Rather than postpone, the plaintiffs agreed to let the defense lawyers write up a narrative of what Taylor would have said and read it to the jury.
“We stipulated to it,” said Goldberg, noting that the bus’ onboard video system had recorded the entire incident.
Goldberg said there were two issues at play: the Bus’s design and the failure of the driver to assist Johnson, even though her help had been declined.
“MARTA had a written policy that the bus driver has to stand up and escort each passenger down the stairs, even if they refused assistance,” he said.
“Our theory was that the driver was a safety net for the disabled passenger,” Goldberg said. “If the safety net had been there, this tragedy never occurs.”

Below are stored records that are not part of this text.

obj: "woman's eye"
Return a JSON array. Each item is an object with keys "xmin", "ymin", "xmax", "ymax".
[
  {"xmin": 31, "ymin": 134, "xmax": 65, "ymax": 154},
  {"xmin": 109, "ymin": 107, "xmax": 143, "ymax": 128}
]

Oakland, California, transportation expert Doug Cross offered key testimony that industry standards required bus drivers to assist disabled passengers, Goldberg said.
“MARTA tried to claim it was just a guideline and the bus driver didn’t have to follow it. The jury was not buying that argument,” Goldberg said.
On Thursday, the jury took about 2.5 hours to reach their verdict, he said.
Afterward, he said, the jurors all agreed that being allowed to board the Mobility bus allowed them to “really appreciate the danger of just having the pole to hold on to.”
Singleton said the verdict sent “a strong message, not only to MARTA but to all carriers nationwide who provide paratransit services to our most vulnerable population, and that is, go back and look at your training and make sure you are following the best practices of the industry.”
“How difficult can it be to require your drivers to stand up every time when disabled passenger is exiting the bus and be available to offer assistance before a passenger finds themselves in a dangerous or precarious position?” he asked.
Goldberg hailed lead defense counsel Scarbrough, as a “great lawyer who kicked my ass in a wrongful death case against MARTA a few years ago. I remembered all the mistakes I made last time against him and changed my approach to make sure history didn’t repeat itself.”